Measuring timescales and/or temperatures of thermal events in the history of rock

Geospeedometry is the science of measuring the timescales and/or temperatures of thermal events in the history of a metamorphic or igneous rock using diffusion profiles of elements within individual minerals. "Geospeedometry" refers to the speed, or timescale, of thermal events in geologic materials. The term first appeared in the literature in 1983; prior thermochronometric studies focused on diffusion of iron and magnesium in olivine provided the foundation for the field. Geospeedometry has since developed rapidly as further studies have experimentally calibrated the diffusivity of elements in various minerals.

== Diffusion Theory ==

Geospeedometry makes use of the temperature dependence of the chemical diffusion of elements between zones of a mineral grain. According to Fick's second law, the concentration of an element in one dimension across a diffusive interface is given by the partial differential equation

$${\operatorname{\partial}\!C\over\operatorname{\partial}\!t} =
{{\operatorname{\partial}}\over{\operatorname{\partial}\!x}}\left(D {\operatorname{\partial}\!C\over\operatorname{\partial}\!x} \right)$$

where
- D is the diffusion coefficient, or diffusivity (m^{2} s^{−1}) of the element in the medium
- x is the position (length)
- t is time
- C is the concentration of the element; C(x,t) is a function dependent on both length and time.

For a one-dimensional interface at x = 0 with a fixed concentration C_{0},

$C \left(x,t \right)=C_0 \mathrm{erfc} \left( \frac{x}{2\sqrt{Dt}}\right)$

where erfc is the complementary error function.

The diffusivity of an element in a medium is given by the temperature-dependent Arrhenius equation

$D = D_0 e^{-E_A/RT}$

where
- D_{0} is the maximum diffusivity at infinite temperature; also known as the pre-exponential factor (m^{2} s^{−1})
- E_{A} is the activation energy for diffusivity (J mol^{−1})
- R is the gas constant (J mol^{−1} K^{−1})
- T is absolute temperature (K)

Given an experimentally determined D_{0} for a given element in a given substance, an empirical diffusion profile can be used to calculate the peak temperature or duration of a thermal pulse experienced by the substance.
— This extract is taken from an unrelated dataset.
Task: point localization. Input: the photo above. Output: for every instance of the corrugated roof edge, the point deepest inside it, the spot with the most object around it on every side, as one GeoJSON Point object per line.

In cases of varying temperature (e.g. during cooling) D becomes a function of time and the simple analytical solution may no longer be applicable.

== Methodology ==

Schematic illustration of an initially sharp concentration gradient between mineral growth zones (blue dashed line) and subsequent measured diffusive gradient (red lines).

Geologists apply diffusion theory to natural minerals in order to understand the thermal histories of igneous and metamorphic systems. Diffusion profiles of a given element are measured between growth zones of a single mineral, or at the interface between two different minerals. In order to measure a diffusion profile in a single crystal, geologists measure one-dimensional transects using high spatial resolution instruments such as the scanning electron microscope, electron microprobe, secondary ion mass spectrometry or nanoscale secondary ion mass spectrometry. By performing inverse modelling of the diffusion profiles, the timescale of diffusion can be estimated.

== Limitations ==
Because the solution to the diffusion equation requires a knowledge of both temperature and time duration of a thermal event, one must be independently constrained in order to measure the other. In geologic systems, neither the temperature nor time duration of thermal events is known a priori. An independent geothermometer must be used to constrain peak temperature in order to use geospeedometry to calculate the duration of a thermal pulse. Conversely, the duration of heating must be constrained independently using geochronology to estimate maximum temperatures. There is ongoing debate in the literature as to geospeedometry's utility to understand large scale magma storage and remobilization.